A democracia árabe é uma possibilidade improvável.
À medida que os dias passam e as convulsões se traduzem em maior número de vítimas mortais, percebe-se que a democracia árabe não terá um parto fácil e, muito provavelmente, resultará em aborto. Se nas ruas e praças as multidões se parecem agregar com idênticos propósitos, existe um lastro cultural que é inegavelmente antidemocrático, segundo os padrões e valores das culturas com raízes europeias, que acabará por prevalecer depois de eliminados, exilados ou reconvertidos aqueles que hoje lutam convictamente pela democracia.

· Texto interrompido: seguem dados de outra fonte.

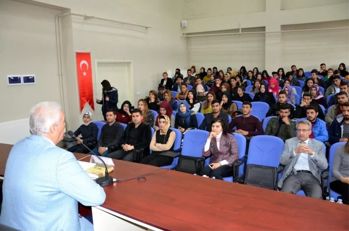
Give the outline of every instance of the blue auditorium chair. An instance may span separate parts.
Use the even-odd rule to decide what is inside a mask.
[[[98,134],[97,135],[97,140],[98,140],[99,139],[99,136],[101,135],[101,131],[102,127],[103,127],[103,125],[105,124],[105,123],[103,121],[94,121],[92,122],[97,125],[97,127],[98,128]]]
[[[245,184],[277,190],[277,171],[283,147],[283,141],[278,137],[263,135],[252,137],[250,141],[247,157],[244,157],[237,163],[245,163],[246,165],[246,169],[239,181]],[[251,169],[251,172],[249,169]],[[272,173],[272,169],[273,170]]]
[[[264,102],[252,102],[251,114],[255,116],[261,121],[265,119],[265,115],[269,110],[269,105]]]
[[[201,125],[201,123],[205,118],[205,116],[200,112],[198,112],[196,114],[196,120],[198,120],[198,127]]]
[[[154,118],[155,119],[157,116],[158,113],[154,110],[150,110],[150,111],[153,113],[153,115],[154,115]]]
[[[268,124],[268,122],[269,122],[269,120],[272,118],[274,118],[274,117],[276,117],[276,116],[269,116],[266,118],[264,119],[264,120],[263,121],[263,129],[265,132],[265,129],[267,128],[267,125]]]
[[[171,128],[171,129],[174,132],[176,133],[176,140],[174,140],[174,143],[173,146],[173,151],[176,152],[179,152],[180,151],[180,146],[182,143],[182,133],[178,129],[174,128]],[[161,167],[162,169],[174,169],[176,168],[178,164],[178,159],[179,157],[177,157],[173,159],[172,163],[169,165],[163,166]]]
[[[238,109],[241,109],[242,108],[242,102],[241,101],[237,101],[236,100],[233,100],[232,101],[233,102],[234,102],[236,104],[236,105],[238,106]]]
[[[295,94],[294,93],[291,93],[291,95],[292,96],[294,96],[295,97],[296,97],[296,104],[299,105],[300,104],[300,96],[298,94]]]
[[[236,142],[238,144],[238,148],[239,149],[239,159],[241,159],[245,156],[246,151],[246,138],[245,136],[241,135],[236,133],[232,133],[236,140]],[[229,182],[236,182],[238,178],[244,174],[244,165],[242,164],[238,166],[239,170],[236,173],[235,176],[235,180],[234,180],[234,176],[224,177],[223,180]]]
[[[295,88],[295,89],[296,89],[296,91],[297,92],[297,95],[299,95],[300,97],[302,97],[302,88],[300,87],[298,87],[297,86],[292,86],[292,87]]]

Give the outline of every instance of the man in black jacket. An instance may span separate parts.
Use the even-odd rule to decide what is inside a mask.
[[[212,113],[208,113],[205,116],[205,118],[202,121],[199,129],[200,130],[205,130],[211,132],[211,128],[212,120],[214,118],[221,117],[224,120],[227,125],[229,124],[229,116],[225,113],[221,112],[221,107],[222,106],[219,101],[214,99],[211,104],[212,107]]]
[[[279,92],[279,95],[277,96],[277,98],[279,102],[275,104],[269,109],[269,110],[267,112],[267,114],[265,117],[268,117],[269,116],[277,116],[279,115],[279,112],[280,111],[280,106],[281,104],[288,103],[286,102],[287,99],[287,94],[284,91],[280,91]],[[290,118],[292,119],[294,117],[295,113],[295,110],[293,106],[291,106],[291,112],[290,114]],[[306,116],[305,117],[306,117]]]
[[[149,155],[151,130],[149,125],[142,122],[143,118],[141,111],[133,110],[132,122],[127,125],[119,142],[122,149],[109,154],[107,157],[133,162],[136,151],[142,152],[142,157]]]
[[[296,107],[294,118],[300,119],[307,117],[306,107],[311,104],[318,107],[319,114],[318,115],[317,117],[321,120],[325,120],[325,116],[324,114],[324,112],[322,111],[322,109],[321,109],[321,107],[319,105],[319,104],[312,102],[311,100],[312,100],[312,98],[311,94],[310,92],[305,92],[303,94],[303,97],[302,98],[303,100],[303,103]]]

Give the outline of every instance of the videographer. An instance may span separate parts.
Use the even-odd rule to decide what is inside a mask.
[[[102,113],[104,120],[106,120],[107,110],[108,109],[118,110],[118,102],[119,96],[118,89],[110,85],[110,83],[107,80],[104,80],[101,83],[102,84],[102,99],[97,99],[97,104],[102,105]]]

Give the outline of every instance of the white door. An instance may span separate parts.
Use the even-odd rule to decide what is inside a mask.
[[[101,83],[104,80],[106,80],[110,83],[112,87],[118,89],[119,102],[118,107],[120,108],[125,100],[131,100],[131,96],[133,92],[133,87],[130,84],[131,77],[129,64],[98,63],[96,75],[96,97],[101,99],[102,96],[102,87]],[[132,89],[131,89],[132,88]],[[97,104],[95,113],[98,115],[98,120],[103,120],[102,105]]]

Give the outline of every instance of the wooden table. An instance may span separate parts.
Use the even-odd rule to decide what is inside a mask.
[[[0,175],[3,174],[11,147],[0,144]],[[158,168],[122,161],[114,163],[110,175],[118,179]],[[132,180],[105,187],[106,199],[99,207],[155,230],[349,230],[349,206],[346,205],[168,170],[146,177],[145,182]],[[96,209],[92,208],[93,213]],[[94,223],[95,229],[98,221]],[[122,230],[117,228],[109,230]]]

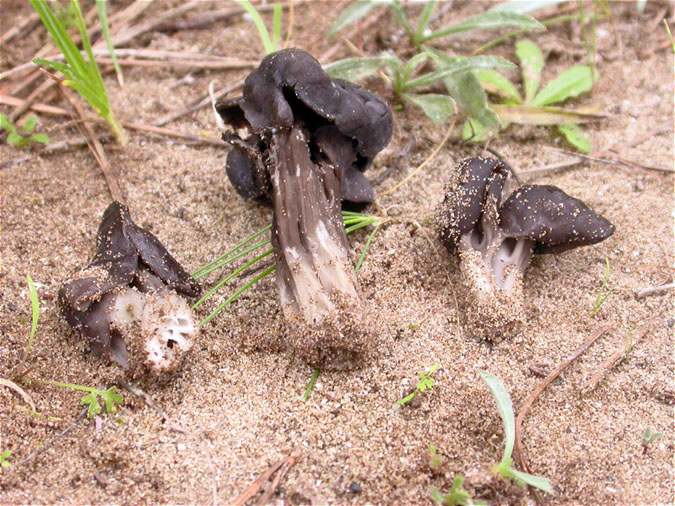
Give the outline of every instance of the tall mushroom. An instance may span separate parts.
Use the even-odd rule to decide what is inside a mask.
[[[271,196],[277,286],[294,347],[313,365],[351,365],[371,339],[341,201],[373,200],[362,172],[391,138],[389,107],[329,78],[308,53],[285,49],[262,60],[242,97],[216,110],[234,129],[223,139],[235,189]]]
[[[59,290],[66,321],[99,356],[131,376],[175,371],[192,347],[198,325],[179,294],[199,285],[119,202],[98,229],[96,255]]]
[[[513,334],[524,318],[523,275],[533,254],[604,241],[614,226],[582,201],[549,185],[509,195],[511,169],[500,160],[460,163],[437,212],[441,240],[457,250],[472,308],[472,330],[490,340]]]

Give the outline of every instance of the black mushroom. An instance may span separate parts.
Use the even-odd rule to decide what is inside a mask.
[[[579,199],[549,185],[512,191],[511,169],[492,158],[460,163],[437,212],[440,238],[458,251],[473,308],[468,323],[488,339],[523,320],[523,274],[532,255],[604,241],[614,226]]]
[[[277,286],[292,344],[311,364],[352,365],[371,339],[340,215],[374,198],[363,171],[389,142],[377,96],[331,79],[308,53],[268,55],[243,96],[216,104],[231,130],[227,174],[245,198],[271,198]]]
[[[192,309],[199,285],[129,210],[113,202],[89,265],[59,290],[63,314],[94,353],[131,376],[175,371],[198,332]],[[181,295],[179,295],[181,294]]]

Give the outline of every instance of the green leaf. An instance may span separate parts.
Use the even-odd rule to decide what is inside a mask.
[[[604,118],[603,115],[561,107],[534,107],[529,105],[492,105],[502,123],[521,125],[562,125],[566,123],[590,123]]]
[[[107,390],[99,391],[103,404],[105,405],[105,412],[115,413],[118,406],[124,404],[124,397],[120,395],[115,387],[110,387]]]
[[[397,61],[397,58],[393,56],[345,58],[330,63],[323,69],[333,79],[354,82],[372,76],[392,61]]]
[[[2,113],[0,113],[0,130],[4,130],[7,133],[16,133],[16,127],[12,123],[12,120]]]
[[[120,83],[120,86],[124,86],[124,75],[122,74],[122,67],[117,61],[117,53],[115,52],[115,46],[112,42],[112,37],[110,36],[110,23],[108,23],[108,12],[106,8],[107,0],[96,0],[96,10],[98,11],[98,20],[101,23],[101,35],[103,35],[103,40],[105,40],[105,45],[108,48],[108,53],[113,62],[113,67],[115,68],[115,74],[117,74],[117,80]]]
[[[504,454],[502,456],[502,462],[510,461],[511,454],[513,453],[513,445],[516,440],[516,420],[513,416],[511,397],[504,388],[502,381],[496,376],[481,372],[480,377],[485,381],[492,392],[492,396],[497,403],[497,411],[499,411],[499,416],[502,417],[502,423],[504,425]]]
[[[40,144],[49,144],[49,136],[47,134],[33,134],[29,137],[31,142],[39,142]]]
[[[455,114],[455,101],[449,95],[405,93],[403,99],[419,107],[434,123],[445,123]]]
[[[33,349],[33,340],[37,334],[37,326],[40,321],[40,298],[35,283],[33,283],[33,278],[31,278],[30,275],[26,276],[26,283],[28,284],[28,297],[30,299],[31,307],[30,334],[28,336],[28,353],[30,353]]]
[[[516,43],[516,56],[520,61],[520,71],[525,87],[525,103],[529,104],[539,90],[541,71],[544,69],[544,55],[531,40],[519,40]]]
[[[488,93],[497,95],[508,102],[519,104],[522,102],[520,93],[515,85],[502,74],[492,69],[474,70],[474,75],[480,82],[480,85]]]
[[[567,0],[511,0],[502,2],[490,8],[490,12],[517,12],[527,14],[546,7],[552,7]]]
[[[26,140],[16,132],[9,132],[7,134],[7,144],[15,148],[21,148],[26,145]]]
[[[31,114],[26,118],[26,121],[23,122],[23,125],[21,125],[21,130],[23,130],[24,134],[32,134],[36,126],[37,116],[35,114]]]
[[[498,56],[448,57],[436,51],[429,51],[429,54],[436,63],[437,70],[408,81],[405,85],[406,90],[430,86],[442,79],[463,74],[469,70],[515,67],[510,61]]]
[[[467,118],[462,128],[462,139],[467,142],[481,143],[490,138],[490,131],[475,118]]]
[[[518,481],[523,482],[529,485],[530,487],[538,488],[539,490],[542,490],[547,494],[553,493],[553,486],[551,486],[551,482],[548,481],[548,479],[544,478],[543,476],[535,476],[533,474],[524,473],[514,468],[511,468],[510,471],[511,474],[513,475],[513,478],[515,478],[517,482]]]
[[[558,131],[565,137],[575,149],[581,153],[591,153],[593,145],[579,125],[565,124],[558,125]]]
[[[101,405],[98,403],[96,390],[89,392],[80,399],[80,404],[87,406],[87,416],[94,418],[101,412]]]
[[[593,70],[588,65],[575,65],[549,82],[532,100],[532,105],[544,106],[578,97],[593,88]]]
[[[375,0],[357,0],[340,13],[328,30],[328,36],[332,37],[346,26],[356,23],[377,7],[378,3]]]
[[[536,19],[515,12],[485,12],[455,25],[446,26],[424,37],[422,42],[455,35],[471,30],[497,30],[500,28],[517,28],[519,30],[545,30],[546,27]]]

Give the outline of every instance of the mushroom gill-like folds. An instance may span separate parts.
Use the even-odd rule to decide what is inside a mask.
[[[441,240],[457,251],[473,305],[469,327],[490,340],[524,319],[523,275],[533,254],[603,241],[614,226],[582,201],[549,185],[511,192],[511,169],[491,158],[460,163],[437,212]]]
[[[113,202],[98,229],[96,255],[59,290],[66,321],[99,356],[132,376],[175,371],[198,326],[178,294],[199,285],[129,210]]]
[[[294,348],[313,365],[353,365],[371,339],[340,209],[373,201],[363,171],[391,138],[391,110],[299,49],[268,55],[243,96],[216,110],[233,129],[223,135],[233,186],[272,201],[277,286]]]

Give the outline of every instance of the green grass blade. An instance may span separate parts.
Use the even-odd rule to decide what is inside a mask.
[[[304,402],[307,402],[309,400],[309,396],[312,395],[312,392],[314,391],[314,387],[316,386],[316,382],[319,379],[320,374],[321,370],[318,367],[312,371],[312,376],[309,378],[309,383],[307,383],[305,393],[302,394],[302,400]]]
[[[471,30],[497,30],[500,28],[517,28],[520,30],[545,30],[546,28],[536,19],[526,16],[524,14],[517,14],[515,12],[485,12],[477,16],[473,16],[461,23],[446,26],[440,30],[436,30],[424,37],[422,42],[427,42],[448,35],[456,35],[458,33],[468,32]]]
[[[504,455],[502,456],[502,463],[510,462],[511,454],[513,453],[513,445],[516,441],[516,420],[513,416],[511,397],[504,388],[502,381],[496,376],[481,372],[480,377],[487,383],[488,388],[490,388],[497,403],[499,416],[502,417],[502,422],[504,424]]]
[[[108,53],[115,67],[115,74],[117,74],[117,81],[120,86],[124,86],[124,75],[122,74],[122,67],[117,61],[117,53],[115,52],[115,45],[110,36],[110,23],[108,22],[108,9],[106,8],[107,0],[96,0],[96,10],[98,11],[98,20],[101,23],[101,34],[105,40],[105,45],[108,48]]]
[[[33,283],[33,278],[30,277],[30,274],[26,276],[26,283],[28,283],[28,296],[30,298],[31,307],[30,335],[28,336],[27,346],[27,351],[30,353],[33,350],[33,341],[35,340],[38,322],[40,321],[40,298],[38,296],[35,283]]]
[[[558,132],[560,132],[563,137],[565,137],[565,140],[569,142],[577,151],[586,154],[589,154],[593,151],[593,144],[591,143],[591,140],[579,125],[575,125],[574,123],[558,125]]]
[[[523,76],[525,103],[529,104],[539,90],[541,71],[544,70],[544,55],[537,44],[524,39],[516,43],[516,56],[520,61]]]
[[[257,274],[255,277],[253,277],[250,281],[248,281],[245,285],[242,287],[238,288],[232,295],[230,295],[224,302],[222,302],[216,309],[211,311],[211,313],[204,318],[201,322],[200,325],[203,327],[207,323],[209,323],[211,320],[213,320],[216,316],[220,314],[221,311],[226,309],[230,304],[233,302],[236,302],[239,300],[239,297],[241,297],[244,293],[246,293],[248,290],[250,290],[254,285],[265,279],[267,276],[272,274],[274,271],[276,271],[276,265],[270,265],[267,267],[265,270]]]
[[[378,2],[375,0],[357,0],[352,3],[346,7],[333,22],[330,30],[328,30],[328,36],[333,37],[340,30],[358,22],[360,19],[367,16],[373,8],[377,7],[377,4]]]
[[[575,65],[563,70],[532,100],[534,106],[559,104],[593,88],[593,70],[588,65]]]
[[[272,39],[270,38],[270,33],[267,30],[267,27],[265,26],[265,22],[263,21],[262,17],[260,17],[260,14],[256,10],[256,8],[253,6],[250,0],[238,0],[238,1],[244,8],[246,13],[251,17],[251,21],[253,21],[256,30],[258,30],[258,35],[260,36],[260,41],[262,42],[265,54],[275,52],[277,50],[276,46],[272,42]]]
[[[366,260],[366,255],[368,255],[368,251],[370,251],[370,247],[373,244],[373,239],[375,238],[375,234],[377,231],[380,229],[380,226],[382,223],[378,223],[375,225],[373,228],[373,231],[368,235],[368,239],[366,239],[366,244],[363,246],[363,250],[361,250],[361,254],[359,255],[359,259],[356,262],[356,265],[354,266],[354,272],[359,272],[361,270],[361,267],[363,267],[363,262]]]

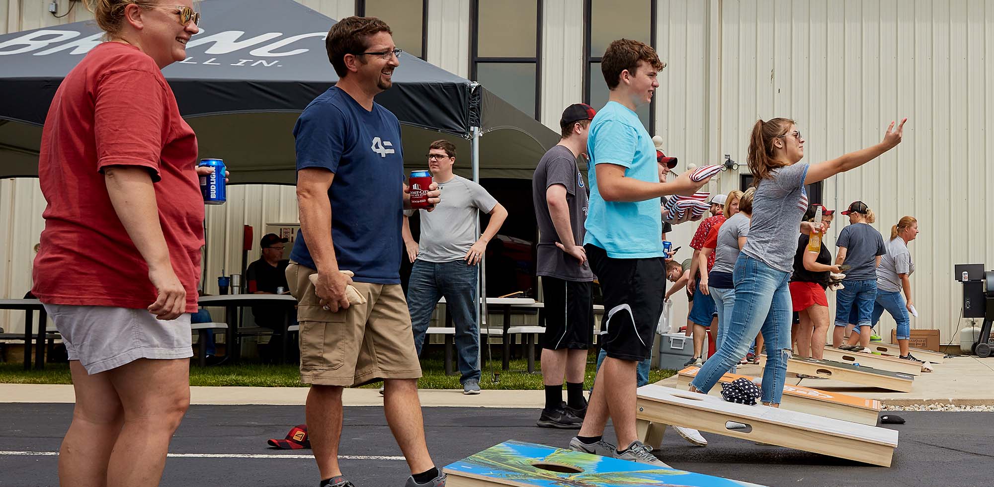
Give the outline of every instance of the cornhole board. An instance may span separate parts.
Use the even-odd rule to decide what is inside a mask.
[[[759,356],[759,367],[766,367],[766,356]],[[802,359],[794,357],[787,361],[787,372],[835,379],[847,383],[911,393],[914,376],[901,372],[891,372],[872,367],[854,366],[830,360]]]
[[[450,463],[442,471],[448,476],[448,487],[757,485],[513,440]]]
[[[713,396],[650,384],[638,388],[635,416],[654,424],[786,446],[849,460],[891,466],[898,431],[796,410],[728,403]],[[730,429],[729,421],[751,429]]]
[[[873,352],[882,353],[884,355],[893,355],[895,357],[901,356],[901,347],[892,343],[870,342],[870,347],[868,348]],[[919,348],[909,348],[908,350],[918,360],[931,362],[932,364],[941,364],[942,362],[945,362],[945,354],[942,352],[932,352],[931,350],[921,350]]]
[[[885,371],[903,372],[912,376],[921,375],[921,364],[910,360],[902,360],[897,357],[874,355],[866,352],[850,352],[832,347],[825,347],[822,357],[825,360],[842,362],[843,364],[859,364],[860,367],[873,367],[874,369]]]
[[[688,367],[677,374],[677,389],[686,390],[690,382],[697,376],[699,367]],[[726,374],[718,380],[719,383],[731,383],[736,379],[746,379],[754,382],[749,376]],[[709,395],[722,397],[722,388],[711,388]],[[783,385],[783,399],[780,407],[784,409],[806,412],[817,416],[832,417],[844,421],[861,424],[877,425],[880,416],[881,404],[877,400],[857,398],[839,393],[829,393],[801,386]]]

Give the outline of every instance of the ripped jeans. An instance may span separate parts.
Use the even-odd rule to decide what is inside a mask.
[[[728,326],[723,330],[722,346],[704,363],[691,385],[702,393],[711,391],[722,375],[746,356],[756,333],[762,331],[768,352],[760,401],[778,405],[783,396],[787,360],[791,357],[790,273],[740,253],[733,280],[736,302],[731,316],[726,318]]]

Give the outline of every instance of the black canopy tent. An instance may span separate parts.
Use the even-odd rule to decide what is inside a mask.
[[[335,21],[292,0],[204,0],[201,9],[188,58],[163,70],[201,157],[225,159],[232,184],[293,184],[293,122],[338,79],[324,49]],[[91,21],[0,36],[0,177],[37,176],[52,97],[100,36]],[[530,179],[558,139],[486,87],[407,54],[376,99],[401,120],[409,170],[426,167],[421,148],[441,134],[469,154],[478,127],[474,179]]]
[[[187,59],[163,70],[200,157],[224,159],[231,184],[294,184],[293,124],[338,80],[324,47],[335,21],[292,0],[203,0],[200,8],[201,32],[187,44]],[[56,89],[101,35],[86,21],[0,36],[0,178],[38,176]],[[400,60],[393,87],[376,100],[401,121],[406,170],[426,169],[428,143],[447,134],[471,155],[470,168],[457,166],[460,175],[531,179],[558,141],[486,87],[407,54]]]

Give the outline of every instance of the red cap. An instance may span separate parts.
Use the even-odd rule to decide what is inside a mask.
[[[307,425],[297,424],[290,429],[290,432],[286,433],[286,438],[268,439],[266,443],[269,443],[269,446],[275,446],[284,450],[310,448],[310,440],[307,439]]]
[[[663,151],[659,149],[656,149],[656,162],[660,164],[666,164],[666,167],[670,169],[677,167],[677,158],[666,157],[666,154],[663,154]]]

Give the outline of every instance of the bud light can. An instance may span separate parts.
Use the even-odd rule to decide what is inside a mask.
[[[427,208],[428,187],[431,186],[431,173],[428,171],[412,171],[408,184],[410,185],[408,191],[411,193],[411,208]]]
[[[213,167],[214,172],[200,177],[200,192],[205,205],[223,205],[228,200],[225,186],[225,161],[223,159],[201,159],[198,167]]]

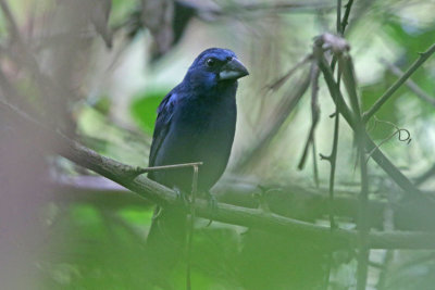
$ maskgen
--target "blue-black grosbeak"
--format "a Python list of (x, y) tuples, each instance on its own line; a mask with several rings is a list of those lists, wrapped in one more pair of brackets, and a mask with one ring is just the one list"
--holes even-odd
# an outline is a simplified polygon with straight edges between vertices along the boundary
[[(160, 103), (149, 166), (203, 162), (198, 190), (207, 192), (222, 176), (236, 128), (237, 79), (248, 71), (227, 49), (198, 55), (183, 81)], [(148, 177), (183, 193), (191, 190), (192, 168), (150, 172)], [(185, 240), (186, 213), (166, 206), (154, 215), (147, 245), (153, 267), (176, 261)]]

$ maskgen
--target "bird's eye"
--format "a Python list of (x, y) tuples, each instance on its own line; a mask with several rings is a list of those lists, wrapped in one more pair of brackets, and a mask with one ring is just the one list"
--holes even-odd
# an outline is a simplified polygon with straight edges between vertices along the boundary
[(214, 66), (215, 63), (216, 63), (216, 60), (214, 60), (214, 59), (207, 59), (207, 61), (206, 61), (206, 64), (209, 67)]

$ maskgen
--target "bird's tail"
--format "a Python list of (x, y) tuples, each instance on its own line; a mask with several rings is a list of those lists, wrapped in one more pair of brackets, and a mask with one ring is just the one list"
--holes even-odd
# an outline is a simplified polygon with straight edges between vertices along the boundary
[(187, 215), (181, 206), (157, 206), (147, 237), (147, 260), (154, 278), (167, 278), (186, 245)]

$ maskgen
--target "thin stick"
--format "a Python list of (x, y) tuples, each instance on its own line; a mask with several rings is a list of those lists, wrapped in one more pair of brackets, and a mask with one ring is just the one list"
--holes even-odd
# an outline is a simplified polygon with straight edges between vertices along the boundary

O perigo de a ditaduras bafientas e caducas se sucederem ditaduras fundadas nas interpretações mais sinistras dos versículos islâmicos é mais eminente que a emergência de sociedades moldadas no respeito da Declaração dos Direitos Humanos das Nações Unidas.
Um dos primeiros sintomas de que esses direitos continuarão a ser ignorados pelos novos poderes recai sobre o papel subalterno da mulher nas sociedades árabes, que poderá mesmo observar um retrocesso em sociedades onde agora se observavam passos significativos na emancipação da condição feminina.
O artigo publicado hoje no Washington Post - Are the Mideast revolutions bad for women's rights?* - é muito revelador das tendências observadas no meio do furacão revolucionário que varre o Norte de África e o Médio Oriente árabes.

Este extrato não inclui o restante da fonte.